Toronto — Le controversé ticket modérateur en santé de l'Ontario devra tripler, d'ici à 2008, afin que la province la plus populeuse au pays puisse faire fasse à l'explosion des coûts liés aux soins de santé, avance l'Institut Fraser dans un rapport rendu public hier.

Dans ce document, l'organisme voit dans les frais modérateurs à peine plus qu'un impôt supplémentaire sur le revenu qui n'aura aucun impact sur les coûts. «Le choix et la responsabilité de recourir judicieusement aux soins de santé font défaut au système en place; une nouvelle taxe, peu importe le nom que vous lui donnez, ne réglera pas le problème», a affirmé l'auteur du rapport, Brett Skinner, responsable de la recherche sur les politiques de santé à l'Institut Fraser.

«Rien n'incite les utilisateurs à contrôler leur demande de façon responsable», a-t-il ajouté.

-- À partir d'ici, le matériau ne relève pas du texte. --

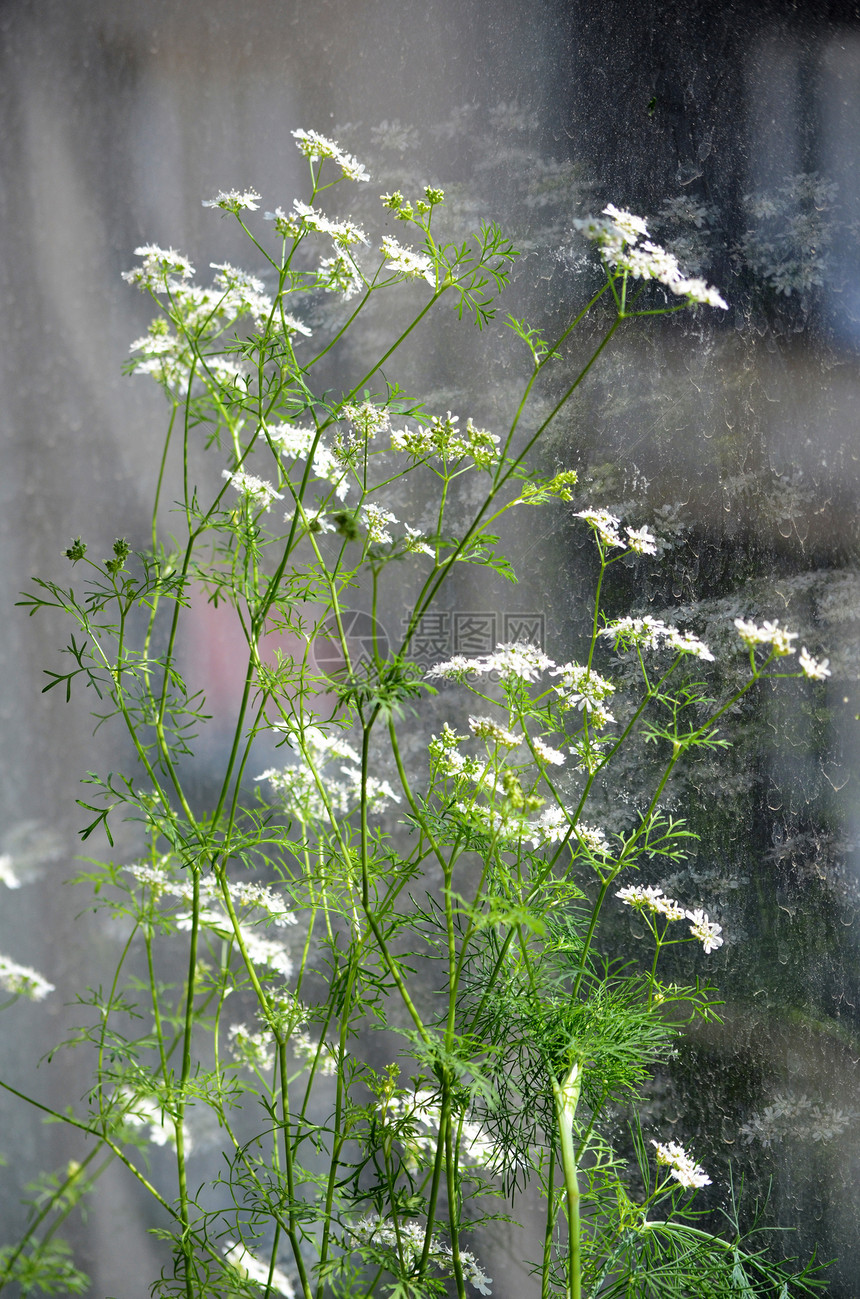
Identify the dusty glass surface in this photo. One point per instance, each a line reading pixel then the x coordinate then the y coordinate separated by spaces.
pixel 737 134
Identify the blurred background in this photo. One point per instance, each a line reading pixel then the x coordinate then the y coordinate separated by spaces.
pixel 735 129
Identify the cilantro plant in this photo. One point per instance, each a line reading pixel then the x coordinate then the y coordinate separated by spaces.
pixel 456 906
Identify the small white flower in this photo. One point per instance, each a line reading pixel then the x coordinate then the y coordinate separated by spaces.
pixel 546 754
pixel 606 525
pixel 234 200
pixel 769 633
pixel 159 270
pixel 629 225
pixel 318 147
pixel 681 1165
pixel 366 420
pixel 641 541
pixel 816 669
pixel 7 872
pixel 585 689
pixel 22 981
pixel 405 261
pixel 257 490
pixel 651 898
pixel 704 930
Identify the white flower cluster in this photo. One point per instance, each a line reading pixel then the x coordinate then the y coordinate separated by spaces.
pixel 648 898
pixel 416 542
pixel 443 439
pixel 159 270
pixel 246 896
pixel 257 490
pixel 22 981
pixel 305 218
pixel 768 634
pixel 554 825
pixel 7 872
pixel 654 634
pixel 796 1116
pixel 234 200
pixel 617 238
pixel 651 898
pixel 299 785
pixel 607 529
pixel 317 147
pixel 405 261
pixel 377 520
pixel 485 728
pixel 252 1269
pixel 366 420
pixel 583 689
pixel 813 668
pixel 546 754
pixel 295 443
pixel 246 294
pixel 409 1238
pixel 681 1165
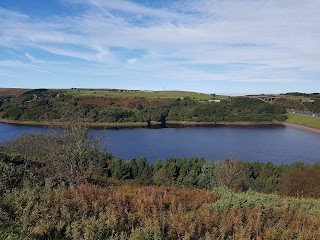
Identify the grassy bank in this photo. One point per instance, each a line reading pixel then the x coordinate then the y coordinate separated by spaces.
pixel 85 124
pixel 142 94
pixel 305 120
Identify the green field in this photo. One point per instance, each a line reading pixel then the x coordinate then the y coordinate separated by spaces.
pixel 307 120
pixel 141 94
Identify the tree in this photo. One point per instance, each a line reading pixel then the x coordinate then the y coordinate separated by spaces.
pixel 69 156
pixel 231 173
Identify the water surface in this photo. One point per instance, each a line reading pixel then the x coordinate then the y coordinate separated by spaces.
pixel 278 144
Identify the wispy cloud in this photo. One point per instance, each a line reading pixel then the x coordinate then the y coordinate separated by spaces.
pixel 281 36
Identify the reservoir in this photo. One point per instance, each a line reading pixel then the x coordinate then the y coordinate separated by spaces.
pixel 277 144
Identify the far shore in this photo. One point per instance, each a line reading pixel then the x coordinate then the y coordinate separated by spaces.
pixel 303 127
pixel 133 124
pixel 168 123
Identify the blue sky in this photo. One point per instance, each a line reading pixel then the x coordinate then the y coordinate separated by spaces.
pixel 212 46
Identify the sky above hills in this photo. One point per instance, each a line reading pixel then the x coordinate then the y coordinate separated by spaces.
pixel 213 46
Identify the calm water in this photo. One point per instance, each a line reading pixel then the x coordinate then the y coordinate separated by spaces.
pixel 278 144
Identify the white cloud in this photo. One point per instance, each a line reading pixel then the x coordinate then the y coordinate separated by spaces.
pixel 282 35
pixel 132 60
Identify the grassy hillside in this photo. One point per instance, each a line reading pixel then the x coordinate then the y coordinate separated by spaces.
pixel 142 94
pixel 301 119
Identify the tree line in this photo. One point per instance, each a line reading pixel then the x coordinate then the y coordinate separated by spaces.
pixel 62 185
pixel 51 105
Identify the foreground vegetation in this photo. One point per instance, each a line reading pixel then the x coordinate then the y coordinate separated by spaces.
pixel 302 119
pixel 44 105
pixel 63 186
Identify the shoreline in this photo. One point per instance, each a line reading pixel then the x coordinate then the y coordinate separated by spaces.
pixel 134 124
pixel 302 127
pixel 168 123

L'institut prévient que les autres provinces feront face au même problème si elles refusent de voir les frais modérateurs et le secteur privé comme les meilleurs moyens de contrôler les coûts et de libérer les listes d'attente au sein du système public. L'organisme laisse également entendre que les gouvernements devraient songer à confier des services de santé financés par le public au secteur privé lorsque ce dernier est en mesure d'assurer des soins de meilleure qualité et à coût moindre que les fournisseurs publics.

Rejet du ministre

Le fait d'autoriser le secteur privé à assurer davantage de services de santé inciterait également les entreprises privées à investir dans de nouvelles installations et de nouveaux équipements, tout en encourageant plus de spécialistes à pratiquer en Ontario, avance l'institut.

Le ministre ontarien de la Santé et des Soins de longue durée, George Smitherman, a rejeté le document, bien qu'il ait reconnu ne pas l'avoir vu.

Je crois qu'il n'y est pas du tout», a-t-il déclaré hier à Nigara-on-the-Lake, en Ontario, où les premiers ministres du pays étaient réunis à l'occasion d'un sommet de trois jours sur la santé.

M. Smitherman a néanmoins reconnu que le rapport comportait quelques solutions potentielles au problème des coûts liés aux soins de santé, sans cesse en hausse au pays, problème que les premiers ministres tentent justement de régler.